Ripartenza, per FME Education la cultura è il motore del rilancio

FME Education: cultura e ripartenza

Parchi archeologici, complessi monumentali, musei, opere d’arte di ogni tipologia: è l’immenso patrimonio storico-culturale di cui dispone il nostro Paese, punto di riferimento a livello internazionale nel settore. Un primato che risiede anche nei numeri, come dimostrano i dati ISTAT precedenti alla pandemia (2019): ben 4.880 sono i musei e gli istituti similari presenti su tutto il territorio nazionale, con una diffusione a dir poco capillare. Non solo: circa un Comune su tre in Italia ospita almeno un museo, un’area archeologica o un monumento. Un ecosistema che, nel corso dei secoli, si è arricchito sempre più di opere materiali e immateriali, andando a costituire il patrimonio storico-culturale esistente oggi.
Come noto, quello della cultura è un settore fortemente colpito dalla crisi sanitaria ed economica sopraggiunta a inizio 2020. Insieme al turismo ha subito, infatti, un duro colpo d’arresto dovuto alla necessità di contrastare la pandemia. Per questo motivo il Piano Nazionale di Ripresa e Resilienza (PNRR) ha messo in programma investimenti cospicui per il settore, con un totale di 6,675 miliardi di euro, insieme al Fondo Complementare, destinati al comparto.
Se ne comprende facilmente la ragione: il settore culturale e quello del turismo sono ambiti di punta per l’economia nazionale, sia a livello di indotto economico che dal punto di vista dell’attrattività del Paese. Un’attrattività dal potenziale enorme e da cui ripartire per un rilancio generalizzato dell’economia. In questo crede anche FME Education, costantemente impegnata per valorizzare la cultura nelle sue molteplici forme: letteratura, storia, arte, teatro, musica o danza, solo per citarne alcune.
A proposito del PNRR, gli interventi più importanti puntano sui fattori dell’innovazione e della digitalizzazione, entrambi legati a un processo di modernizzazione dell’ecosistema culturale.
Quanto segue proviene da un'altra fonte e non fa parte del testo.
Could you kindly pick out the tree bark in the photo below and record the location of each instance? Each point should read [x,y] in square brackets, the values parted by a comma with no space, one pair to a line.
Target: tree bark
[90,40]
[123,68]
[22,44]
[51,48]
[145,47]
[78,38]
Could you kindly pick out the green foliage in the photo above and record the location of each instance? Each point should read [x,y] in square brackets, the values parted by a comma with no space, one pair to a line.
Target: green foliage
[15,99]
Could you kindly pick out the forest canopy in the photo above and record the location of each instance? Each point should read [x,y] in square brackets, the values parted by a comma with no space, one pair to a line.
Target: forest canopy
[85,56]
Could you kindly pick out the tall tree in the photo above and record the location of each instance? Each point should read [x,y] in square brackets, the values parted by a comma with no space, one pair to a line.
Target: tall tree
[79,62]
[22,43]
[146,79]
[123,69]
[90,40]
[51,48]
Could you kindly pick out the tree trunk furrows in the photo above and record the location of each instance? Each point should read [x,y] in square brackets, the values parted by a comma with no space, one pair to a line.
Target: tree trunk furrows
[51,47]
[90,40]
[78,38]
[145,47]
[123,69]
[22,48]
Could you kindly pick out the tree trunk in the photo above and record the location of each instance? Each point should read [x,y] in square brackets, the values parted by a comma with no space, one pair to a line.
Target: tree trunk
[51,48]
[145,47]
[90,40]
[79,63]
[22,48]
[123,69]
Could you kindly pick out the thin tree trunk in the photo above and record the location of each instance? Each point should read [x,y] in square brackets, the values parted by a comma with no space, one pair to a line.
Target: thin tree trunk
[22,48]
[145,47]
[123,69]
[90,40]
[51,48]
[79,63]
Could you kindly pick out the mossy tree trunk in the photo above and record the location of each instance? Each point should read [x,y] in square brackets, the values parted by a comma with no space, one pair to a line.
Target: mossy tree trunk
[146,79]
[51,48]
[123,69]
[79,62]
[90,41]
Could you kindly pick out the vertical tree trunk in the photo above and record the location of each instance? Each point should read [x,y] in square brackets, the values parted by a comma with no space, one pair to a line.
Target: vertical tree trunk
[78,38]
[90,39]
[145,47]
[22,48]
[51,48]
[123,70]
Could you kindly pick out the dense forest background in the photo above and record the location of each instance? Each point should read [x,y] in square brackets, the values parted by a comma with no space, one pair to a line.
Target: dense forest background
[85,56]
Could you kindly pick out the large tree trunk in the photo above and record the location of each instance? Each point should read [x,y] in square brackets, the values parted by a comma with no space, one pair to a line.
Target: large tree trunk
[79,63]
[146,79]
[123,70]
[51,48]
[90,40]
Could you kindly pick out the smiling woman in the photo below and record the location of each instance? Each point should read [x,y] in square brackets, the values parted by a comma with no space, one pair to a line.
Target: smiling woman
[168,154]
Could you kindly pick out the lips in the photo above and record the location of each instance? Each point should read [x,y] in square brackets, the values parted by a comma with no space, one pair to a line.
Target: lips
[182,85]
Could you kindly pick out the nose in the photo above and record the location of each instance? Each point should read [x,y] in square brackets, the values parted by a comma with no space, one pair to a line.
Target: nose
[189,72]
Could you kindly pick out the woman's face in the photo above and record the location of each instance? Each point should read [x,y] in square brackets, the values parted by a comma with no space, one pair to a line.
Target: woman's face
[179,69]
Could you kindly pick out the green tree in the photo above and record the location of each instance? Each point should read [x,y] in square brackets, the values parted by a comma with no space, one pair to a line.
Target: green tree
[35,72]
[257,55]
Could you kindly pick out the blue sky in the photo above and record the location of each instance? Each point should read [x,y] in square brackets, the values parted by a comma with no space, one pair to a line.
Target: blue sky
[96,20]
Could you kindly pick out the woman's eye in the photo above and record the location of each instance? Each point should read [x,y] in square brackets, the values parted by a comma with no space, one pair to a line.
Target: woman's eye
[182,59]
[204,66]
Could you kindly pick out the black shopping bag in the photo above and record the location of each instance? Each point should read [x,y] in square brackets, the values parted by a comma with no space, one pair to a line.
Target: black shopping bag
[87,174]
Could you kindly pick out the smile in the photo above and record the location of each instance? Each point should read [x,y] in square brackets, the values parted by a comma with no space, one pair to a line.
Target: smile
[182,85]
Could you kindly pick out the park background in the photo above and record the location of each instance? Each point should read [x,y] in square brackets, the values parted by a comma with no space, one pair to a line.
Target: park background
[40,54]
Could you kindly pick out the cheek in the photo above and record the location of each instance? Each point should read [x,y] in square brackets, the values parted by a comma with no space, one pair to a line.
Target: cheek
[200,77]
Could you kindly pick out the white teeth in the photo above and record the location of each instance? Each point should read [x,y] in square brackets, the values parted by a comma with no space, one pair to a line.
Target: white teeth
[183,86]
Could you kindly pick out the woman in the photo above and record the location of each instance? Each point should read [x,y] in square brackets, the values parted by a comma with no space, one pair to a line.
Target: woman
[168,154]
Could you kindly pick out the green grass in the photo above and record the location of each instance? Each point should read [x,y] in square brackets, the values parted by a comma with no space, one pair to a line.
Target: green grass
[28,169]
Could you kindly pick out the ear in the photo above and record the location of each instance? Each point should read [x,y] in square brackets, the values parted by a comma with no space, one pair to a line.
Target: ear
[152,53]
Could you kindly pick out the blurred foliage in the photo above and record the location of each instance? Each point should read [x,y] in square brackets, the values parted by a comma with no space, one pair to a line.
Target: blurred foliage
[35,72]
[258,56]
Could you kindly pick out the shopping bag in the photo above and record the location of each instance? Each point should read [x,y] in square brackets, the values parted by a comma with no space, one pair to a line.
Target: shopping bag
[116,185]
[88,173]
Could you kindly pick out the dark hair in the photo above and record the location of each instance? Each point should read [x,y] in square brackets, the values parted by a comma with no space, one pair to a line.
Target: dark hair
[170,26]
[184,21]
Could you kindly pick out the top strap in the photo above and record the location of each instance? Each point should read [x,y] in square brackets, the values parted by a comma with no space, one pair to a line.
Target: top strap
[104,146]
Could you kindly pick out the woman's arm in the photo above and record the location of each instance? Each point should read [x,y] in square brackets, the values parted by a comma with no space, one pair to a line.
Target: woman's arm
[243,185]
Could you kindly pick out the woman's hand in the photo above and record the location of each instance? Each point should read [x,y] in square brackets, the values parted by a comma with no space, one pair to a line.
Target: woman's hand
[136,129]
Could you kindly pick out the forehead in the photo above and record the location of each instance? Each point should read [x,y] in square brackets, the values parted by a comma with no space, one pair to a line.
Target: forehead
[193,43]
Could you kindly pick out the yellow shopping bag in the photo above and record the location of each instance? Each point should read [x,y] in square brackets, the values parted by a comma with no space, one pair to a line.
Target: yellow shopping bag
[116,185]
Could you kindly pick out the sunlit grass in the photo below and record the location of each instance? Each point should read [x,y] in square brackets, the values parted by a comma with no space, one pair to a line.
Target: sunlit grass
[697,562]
L’obiettivo è migliorarne l’accessibilità e la fruizione da parte del pubblico. Le risorse, inoltre, sono funzionali a valorizzare le bellezze paesaggistiche e la ricchezza dei borghi, in particolare con progetti di rivitalizzazione dei luoghi a elevata valenza storica. Il tutto è collegato mediante progetti in chiave digitale e tecnologica che migliorano l’accesso e l’organizzazione del patrimonio storico-culturale. Sulla stessa lunghezza d’onda si trova FME Education, Casa Editrice che porta avanti con decisione progetti e iniziative per la promozione della ricchezza culturale del Paese.